Pour notre première interview dans Parlons Soca nous avons le plaisir d’avoir Wetty Beatz. Une occasion unique d’échanger avec ce virtuose de la musique qui a clairement imposé son talent dans la musique Soca depuis quelque temps déjà.


BJ : Wetty peux-tu nous décrire ce que représente la musique Soca en 3 mots ?

Wetty Beatz : FOLIE, ÉNERGIE, PUISSANCE.


BJ : Peux-tu nous expliquer ces choix ?

Wetty Beatz : Parce que la musique Soca nous donne tellement d’énergie. Quand tu arrives à une fête et que tu vois la réaction des gens sur cette musique. La joie qu'ils ressentent. Cela te donne envie de faire la fête et de partager ce que les autres vivent grâce à cette musique. De faire la même chose qu'eux. Surtout quand tu as bu*, tu ne penses plus à rien, tu t’amuses simplement. C’est tellement puissant. La musique Soca est puissante.


BJ : Comment vois-tu la Soca dans 5 ans ?

Wetty Beatz : En tant qu'artiste-producteur, j’ai un son unique. Je pense que de bonnes choses devraient sortir dans les 5 prochaines années, me concernant. Je me vois très loin car j’ai de nouvelles sonorités qui arrivent. Ça devrait influencer les gens et ça a d’ailleurs déjà commencé. Ça va aussi donner l’envie au public de s’ambiancer sur mes sons.


BJ : On te voit beaucoup sortir des singles et des riddim, à quand l’album ?

Wetty Beatz : Oui, je travaille dessus actuellement et si tout va bien, je pense pouvoir le sortir à la fin de l’année. J’espère que vous allez l’apprécier, il y a beaucoup de bonnes vibes dedans.



BJ : …donc ça veut dire que tu as travaillé dessus pendant la pandémie. Comment as-tu géré les sorties de tes projets pendant cette période ?

Wetty Beatz : Et bien, je suis un couteau suisse ! Je fais beaucoup de choses au quotidien. Je suis un artiste, un producteur, un ingénieur, et un compositeur. J’aime aussi le dessin. C’est quelque chose que je fais pour moi, pas vraiment dans le but de le présenter à mon public, bien que c’est moi qui ai conçu les dessins pour le “Super Saiyan Riddim”.


Donc toutes ces choses que je fais habituellement m’ont permis de vivre plutôt bien la période de COVID. J’ai toujours eu pas mal de projets en cours. Et puis, je peux aussi créer de nouveaux sons parce que j’ai mon propre studio à la maison.


Durant le confinement, je n’ai pas cessé de produire de nouveaux projets. Tu sais maintenant avec le digital c’est facile. Les artistes m’envoient leurs voix, j’écris, je pose sur un beat, et je fais une mixtape.


Honnêtement le confinement n’était pas trop dur pour moi. Mais c’est sûr que pour quelqu'un d’autre qui n’a pas tout ça à disposition, ça doit être un peu plus compliqué.


BJ : Si on te dit "Dr. Mashup” avec Machel Montano, "Bottle over head" avec Triniboi Joocie, "Nasty Up" avec Problem Child, "Way yuh deh" avec Terri Lyons et Mr Killa, qu'est-ce qu'ils ont en commun ?”

Wetty Beatz : (rires) Je peux vous dire une chose qu’ils ont en commun : ce sont des chansons Soca (rires). Et elles sont toutes uniques à leur façon.


“Dr. Mashup” est très dansant, entraînant. Tout comme celui avec Terri Lyons et Mr Killa mais avec des sonorités entre Afro et le Jab Jab**. “ Bottle over head ” est unique.

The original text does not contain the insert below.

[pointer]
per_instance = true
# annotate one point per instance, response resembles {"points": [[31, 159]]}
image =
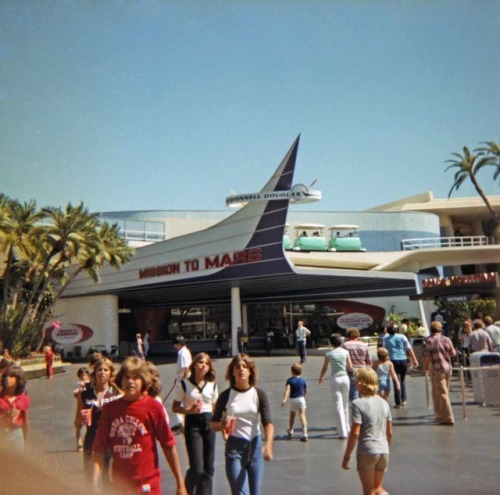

Il y a du Steel Pan*** ce qui te rend nostalgique. Cette musique est entraînante dès le début, car généralement les Caribéens anglophones connaissent le Steel Pan. C’est un instrument de Trinidad mais nous en jouons aussi à St. Vincent et dans d'autres îles comme St. Lucie. Si tu ne connais pas le Steel Pan, c’est que tu n’as pas vraiment grandi sur une île.

Donc oui, ces chansons sont uniques et ont leurs propres sonorités. Elles ont une good vibe.


BJ : ….Et puis il y a un autre point commun à ces chansons. Toi. Tu es celui qui apparaît à la production pour tous ces titres à succès

Wetty Beatz : Oui aussi, c’est vrai, elles ont toutes été produites par moi. Ce sont toutes des productions signées Wetty Beatz.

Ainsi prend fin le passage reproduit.